From a developer perspective, there are a few things that could be done for these cases, e.g. one could merge the source files. We had a student who did that manually at some point and it reduced compile time to 1/5 in our Mushroom Body benchmark: Optimize compile times · Issue #179 · brian-team/brian2cuda · GitHub . That issue also has a few other hints. One could also try to optimize the Makefile, or automatically move to sequential compilation when running out of RAM (though that would need some estimate of how much RAM is needed).

Dear @denisalevi ,

Thanks for your prompt response! I think I already made good progress:

  1. The true compiling time was not 8 hours, but 40 minutes (12 seconds per object). My laptop went to sleep (I know… )

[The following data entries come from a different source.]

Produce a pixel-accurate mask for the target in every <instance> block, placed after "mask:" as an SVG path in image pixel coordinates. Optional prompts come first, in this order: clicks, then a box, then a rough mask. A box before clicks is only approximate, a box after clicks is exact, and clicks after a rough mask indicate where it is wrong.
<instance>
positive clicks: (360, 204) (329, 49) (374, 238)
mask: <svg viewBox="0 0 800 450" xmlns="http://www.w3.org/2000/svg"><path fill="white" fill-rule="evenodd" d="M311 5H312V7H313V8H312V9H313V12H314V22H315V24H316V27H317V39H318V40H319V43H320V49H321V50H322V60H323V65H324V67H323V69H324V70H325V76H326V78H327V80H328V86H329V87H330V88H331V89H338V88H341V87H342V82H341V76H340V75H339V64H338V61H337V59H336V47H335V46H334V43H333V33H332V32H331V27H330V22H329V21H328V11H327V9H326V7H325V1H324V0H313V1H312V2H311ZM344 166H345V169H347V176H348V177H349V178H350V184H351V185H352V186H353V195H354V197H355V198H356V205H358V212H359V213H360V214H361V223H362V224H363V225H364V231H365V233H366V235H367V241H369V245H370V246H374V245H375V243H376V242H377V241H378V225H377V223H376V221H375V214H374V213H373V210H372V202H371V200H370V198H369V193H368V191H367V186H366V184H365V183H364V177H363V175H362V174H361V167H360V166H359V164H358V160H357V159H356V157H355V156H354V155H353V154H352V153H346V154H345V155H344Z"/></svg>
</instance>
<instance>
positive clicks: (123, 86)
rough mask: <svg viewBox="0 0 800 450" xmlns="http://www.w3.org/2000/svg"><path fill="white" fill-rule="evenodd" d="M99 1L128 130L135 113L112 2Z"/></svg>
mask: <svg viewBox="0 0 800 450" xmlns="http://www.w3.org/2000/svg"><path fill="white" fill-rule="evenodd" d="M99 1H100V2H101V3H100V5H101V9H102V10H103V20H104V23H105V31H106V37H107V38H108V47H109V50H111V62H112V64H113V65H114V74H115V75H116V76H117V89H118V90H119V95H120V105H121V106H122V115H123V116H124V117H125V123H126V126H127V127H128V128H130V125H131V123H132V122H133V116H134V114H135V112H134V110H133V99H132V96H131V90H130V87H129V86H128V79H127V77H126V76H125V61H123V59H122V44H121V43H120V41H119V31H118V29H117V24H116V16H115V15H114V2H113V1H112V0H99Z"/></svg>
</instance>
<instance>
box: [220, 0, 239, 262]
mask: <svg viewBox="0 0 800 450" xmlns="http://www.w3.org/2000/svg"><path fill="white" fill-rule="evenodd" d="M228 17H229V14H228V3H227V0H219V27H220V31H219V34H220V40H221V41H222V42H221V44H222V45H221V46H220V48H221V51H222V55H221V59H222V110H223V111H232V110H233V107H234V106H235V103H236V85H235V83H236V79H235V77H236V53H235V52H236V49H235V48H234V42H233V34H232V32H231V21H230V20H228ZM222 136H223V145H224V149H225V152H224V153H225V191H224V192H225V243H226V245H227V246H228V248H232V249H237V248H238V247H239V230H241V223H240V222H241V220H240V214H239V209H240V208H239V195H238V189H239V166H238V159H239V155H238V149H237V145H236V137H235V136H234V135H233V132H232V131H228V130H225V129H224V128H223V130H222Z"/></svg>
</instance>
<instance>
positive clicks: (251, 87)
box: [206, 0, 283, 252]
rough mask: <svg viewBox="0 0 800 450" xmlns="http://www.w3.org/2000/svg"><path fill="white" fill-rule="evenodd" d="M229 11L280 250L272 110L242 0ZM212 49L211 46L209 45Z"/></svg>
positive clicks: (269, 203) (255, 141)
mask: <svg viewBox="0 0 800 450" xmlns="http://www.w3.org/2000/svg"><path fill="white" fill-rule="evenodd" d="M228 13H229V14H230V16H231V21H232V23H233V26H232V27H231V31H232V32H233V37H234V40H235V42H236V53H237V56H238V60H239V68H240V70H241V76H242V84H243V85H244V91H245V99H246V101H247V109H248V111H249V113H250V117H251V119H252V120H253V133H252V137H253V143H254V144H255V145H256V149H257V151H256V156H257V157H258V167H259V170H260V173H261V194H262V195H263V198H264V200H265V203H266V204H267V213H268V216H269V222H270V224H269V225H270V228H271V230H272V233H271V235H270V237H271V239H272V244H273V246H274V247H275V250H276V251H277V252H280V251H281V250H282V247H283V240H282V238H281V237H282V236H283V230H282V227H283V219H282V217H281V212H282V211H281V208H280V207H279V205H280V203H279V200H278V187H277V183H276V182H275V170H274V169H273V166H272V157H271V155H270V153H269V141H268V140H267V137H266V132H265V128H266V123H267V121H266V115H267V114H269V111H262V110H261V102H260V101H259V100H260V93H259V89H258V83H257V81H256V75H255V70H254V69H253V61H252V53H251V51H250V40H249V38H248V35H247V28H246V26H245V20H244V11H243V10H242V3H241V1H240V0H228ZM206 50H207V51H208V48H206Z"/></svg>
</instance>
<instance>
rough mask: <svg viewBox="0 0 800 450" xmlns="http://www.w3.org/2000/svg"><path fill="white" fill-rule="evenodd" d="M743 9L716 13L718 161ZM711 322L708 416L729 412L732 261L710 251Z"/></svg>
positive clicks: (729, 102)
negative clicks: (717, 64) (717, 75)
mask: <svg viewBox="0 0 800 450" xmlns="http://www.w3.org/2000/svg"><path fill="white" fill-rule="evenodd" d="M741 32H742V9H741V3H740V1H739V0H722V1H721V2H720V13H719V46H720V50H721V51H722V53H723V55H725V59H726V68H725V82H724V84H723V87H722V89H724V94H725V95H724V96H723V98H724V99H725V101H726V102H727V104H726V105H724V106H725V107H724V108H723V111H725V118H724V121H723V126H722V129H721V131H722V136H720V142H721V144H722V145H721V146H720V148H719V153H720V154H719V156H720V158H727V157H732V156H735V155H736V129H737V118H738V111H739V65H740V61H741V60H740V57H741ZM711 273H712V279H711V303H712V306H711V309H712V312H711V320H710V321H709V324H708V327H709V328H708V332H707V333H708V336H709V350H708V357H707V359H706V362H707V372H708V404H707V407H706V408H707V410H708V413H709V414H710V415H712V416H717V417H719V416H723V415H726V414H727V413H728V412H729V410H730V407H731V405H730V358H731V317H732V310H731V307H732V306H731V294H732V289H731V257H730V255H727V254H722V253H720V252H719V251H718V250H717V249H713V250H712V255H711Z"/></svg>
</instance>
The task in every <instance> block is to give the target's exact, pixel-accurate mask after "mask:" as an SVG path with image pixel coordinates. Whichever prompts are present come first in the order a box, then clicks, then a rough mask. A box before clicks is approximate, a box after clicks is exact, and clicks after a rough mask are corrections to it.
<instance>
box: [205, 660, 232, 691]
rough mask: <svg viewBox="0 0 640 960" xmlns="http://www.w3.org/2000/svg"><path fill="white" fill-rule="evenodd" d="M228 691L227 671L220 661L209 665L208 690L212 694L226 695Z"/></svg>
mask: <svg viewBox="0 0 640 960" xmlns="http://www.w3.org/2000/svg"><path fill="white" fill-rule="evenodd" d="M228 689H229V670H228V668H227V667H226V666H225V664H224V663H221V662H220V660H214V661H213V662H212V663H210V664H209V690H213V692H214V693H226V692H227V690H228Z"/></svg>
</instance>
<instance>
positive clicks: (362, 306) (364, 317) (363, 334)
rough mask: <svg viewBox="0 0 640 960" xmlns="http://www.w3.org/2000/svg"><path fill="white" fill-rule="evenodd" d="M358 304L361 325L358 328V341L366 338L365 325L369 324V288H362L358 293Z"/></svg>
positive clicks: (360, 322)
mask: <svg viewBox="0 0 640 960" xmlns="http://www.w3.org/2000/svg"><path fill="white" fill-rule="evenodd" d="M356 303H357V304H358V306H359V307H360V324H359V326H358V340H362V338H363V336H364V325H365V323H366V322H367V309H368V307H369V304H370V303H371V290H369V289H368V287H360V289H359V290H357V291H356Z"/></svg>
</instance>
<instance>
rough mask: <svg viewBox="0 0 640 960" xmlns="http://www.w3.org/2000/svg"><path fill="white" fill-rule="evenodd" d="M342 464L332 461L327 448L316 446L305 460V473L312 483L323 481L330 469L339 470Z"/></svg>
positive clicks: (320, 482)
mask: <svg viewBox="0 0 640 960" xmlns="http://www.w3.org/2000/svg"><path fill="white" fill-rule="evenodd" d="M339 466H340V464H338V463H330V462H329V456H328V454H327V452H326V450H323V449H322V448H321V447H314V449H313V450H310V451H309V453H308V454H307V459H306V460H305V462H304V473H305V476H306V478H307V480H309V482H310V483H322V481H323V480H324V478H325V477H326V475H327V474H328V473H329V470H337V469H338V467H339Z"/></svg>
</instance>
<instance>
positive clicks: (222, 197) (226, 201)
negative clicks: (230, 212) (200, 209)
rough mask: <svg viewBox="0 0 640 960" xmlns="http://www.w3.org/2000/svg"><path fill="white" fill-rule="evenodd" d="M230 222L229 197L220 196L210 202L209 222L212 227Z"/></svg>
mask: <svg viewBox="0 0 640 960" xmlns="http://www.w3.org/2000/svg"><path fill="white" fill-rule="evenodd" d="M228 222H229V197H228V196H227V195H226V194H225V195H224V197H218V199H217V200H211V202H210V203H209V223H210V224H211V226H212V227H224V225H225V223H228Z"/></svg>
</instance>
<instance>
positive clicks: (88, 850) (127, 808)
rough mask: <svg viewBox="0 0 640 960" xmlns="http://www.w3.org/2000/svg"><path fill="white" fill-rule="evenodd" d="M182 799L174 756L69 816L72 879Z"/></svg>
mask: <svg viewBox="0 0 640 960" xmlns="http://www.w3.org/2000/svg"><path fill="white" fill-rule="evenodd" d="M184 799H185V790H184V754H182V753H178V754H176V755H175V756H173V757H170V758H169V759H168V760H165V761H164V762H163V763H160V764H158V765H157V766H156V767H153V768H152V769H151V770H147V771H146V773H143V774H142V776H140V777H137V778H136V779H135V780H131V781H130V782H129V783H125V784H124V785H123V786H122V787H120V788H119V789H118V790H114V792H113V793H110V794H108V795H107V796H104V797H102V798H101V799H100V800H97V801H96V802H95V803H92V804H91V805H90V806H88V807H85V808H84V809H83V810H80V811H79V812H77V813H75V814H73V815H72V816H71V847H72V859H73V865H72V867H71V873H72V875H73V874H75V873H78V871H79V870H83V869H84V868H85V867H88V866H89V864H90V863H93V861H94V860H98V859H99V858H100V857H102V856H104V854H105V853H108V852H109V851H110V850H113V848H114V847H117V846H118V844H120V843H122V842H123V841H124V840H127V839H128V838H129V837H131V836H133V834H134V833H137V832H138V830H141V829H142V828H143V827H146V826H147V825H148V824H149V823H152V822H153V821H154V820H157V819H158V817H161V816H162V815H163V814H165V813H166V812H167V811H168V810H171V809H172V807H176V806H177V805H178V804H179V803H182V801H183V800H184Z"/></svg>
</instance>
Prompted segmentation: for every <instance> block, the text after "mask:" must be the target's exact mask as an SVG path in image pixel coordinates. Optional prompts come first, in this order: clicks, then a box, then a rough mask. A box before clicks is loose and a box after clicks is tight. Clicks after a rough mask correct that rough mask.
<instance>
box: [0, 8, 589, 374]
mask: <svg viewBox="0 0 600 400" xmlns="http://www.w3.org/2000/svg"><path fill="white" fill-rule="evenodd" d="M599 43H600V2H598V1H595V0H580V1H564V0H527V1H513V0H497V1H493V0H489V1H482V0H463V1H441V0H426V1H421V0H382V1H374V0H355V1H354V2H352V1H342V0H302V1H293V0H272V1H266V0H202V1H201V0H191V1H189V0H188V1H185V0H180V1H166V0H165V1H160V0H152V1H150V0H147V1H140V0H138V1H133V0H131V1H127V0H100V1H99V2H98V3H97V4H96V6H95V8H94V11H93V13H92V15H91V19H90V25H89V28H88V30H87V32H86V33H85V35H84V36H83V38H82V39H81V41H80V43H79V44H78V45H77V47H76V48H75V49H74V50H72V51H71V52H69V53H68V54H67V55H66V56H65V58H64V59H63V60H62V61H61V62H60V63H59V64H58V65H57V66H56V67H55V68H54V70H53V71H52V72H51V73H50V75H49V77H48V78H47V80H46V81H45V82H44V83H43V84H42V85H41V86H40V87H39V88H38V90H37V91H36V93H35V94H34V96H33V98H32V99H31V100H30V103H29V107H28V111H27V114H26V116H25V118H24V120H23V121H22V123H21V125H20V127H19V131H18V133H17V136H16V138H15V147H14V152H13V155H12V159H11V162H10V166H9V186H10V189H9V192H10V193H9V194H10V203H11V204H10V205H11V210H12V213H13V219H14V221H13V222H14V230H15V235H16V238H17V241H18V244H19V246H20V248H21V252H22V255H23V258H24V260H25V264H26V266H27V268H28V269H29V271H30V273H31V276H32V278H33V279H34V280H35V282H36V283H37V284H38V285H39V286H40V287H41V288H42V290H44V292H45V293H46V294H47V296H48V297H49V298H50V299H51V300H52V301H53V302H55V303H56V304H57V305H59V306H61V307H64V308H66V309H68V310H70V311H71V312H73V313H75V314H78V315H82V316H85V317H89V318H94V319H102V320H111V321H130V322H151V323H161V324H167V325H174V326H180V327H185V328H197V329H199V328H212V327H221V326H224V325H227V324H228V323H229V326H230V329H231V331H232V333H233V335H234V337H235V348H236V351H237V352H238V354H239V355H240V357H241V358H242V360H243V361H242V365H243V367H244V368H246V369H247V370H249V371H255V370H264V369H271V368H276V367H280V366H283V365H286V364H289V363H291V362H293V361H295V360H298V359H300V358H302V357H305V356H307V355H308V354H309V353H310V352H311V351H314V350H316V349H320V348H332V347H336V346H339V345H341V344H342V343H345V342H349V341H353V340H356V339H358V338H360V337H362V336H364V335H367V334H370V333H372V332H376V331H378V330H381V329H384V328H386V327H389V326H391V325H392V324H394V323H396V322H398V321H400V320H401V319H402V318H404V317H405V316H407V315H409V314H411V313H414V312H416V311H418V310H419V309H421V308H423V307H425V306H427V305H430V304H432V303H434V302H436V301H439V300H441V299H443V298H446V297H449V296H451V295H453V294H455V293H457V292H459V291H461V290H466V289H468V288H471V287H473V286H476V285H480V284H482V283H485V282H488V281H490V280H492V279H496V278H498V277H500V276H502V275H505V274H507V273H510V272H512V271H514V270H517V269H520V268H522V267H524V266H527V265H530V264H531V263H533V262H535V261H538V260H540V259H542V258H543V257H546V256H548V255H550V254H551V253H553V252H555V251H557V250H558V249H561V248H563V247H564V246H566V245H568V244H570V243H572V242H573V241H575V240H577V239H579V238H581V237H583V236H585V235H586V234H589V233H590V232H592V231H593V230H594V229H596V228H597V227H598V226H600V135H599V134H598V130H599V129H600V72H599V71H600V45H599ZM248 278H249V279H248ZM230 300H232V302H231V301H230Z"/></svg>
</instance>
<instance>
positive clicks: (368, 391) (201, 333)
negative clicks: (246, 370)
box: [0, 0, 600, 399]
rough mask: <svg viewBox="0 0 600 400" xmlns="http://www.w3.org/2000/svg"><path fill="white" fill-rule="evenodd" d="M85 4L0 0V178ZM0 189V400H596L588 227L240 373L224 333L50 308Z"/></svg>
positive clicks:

  2. It was not a RAM issue

  3. When I moved compiling to CPU with flags:
    b2.prefs.devices.cuda_standalone.cuda_backend.detect_gpus = False

b2.prefs.devices.cuda_standalone.cuda_backend.compute_capability = 8.6

b2.prefs.devices.cuda_standalone.cuda_backend.detect_cuda = True

b2.prefs.devices.cuda_standalone.cuda_backend.gpu_id = 0

My compiling time dropped to some 2.5 seconds / object. I think we can well live with this :slight_smile: . So now the compile times are like 8 minutes.

If the IO is slow, might try RAMdisk, what do you think?

Note that the brian2cuda documentation at Configuring the CUDA backend — Brian2CUDA 1.0.0 documentation mentions changing prefs.devices.cuda_standalone.cuda_backend.runtime_version, but this did not register and gave an error.

Note2 that unlike mentioned in Brian2CUDA specific preferences — Brian2CUDA 1.0.0 documentation it did not matter whether the .detect_cuda was True or False, both seemed to compile as fast. I did not try to actually run the simulations with detect_cuda = False, though. With detect_cuda = True it ran smoothly.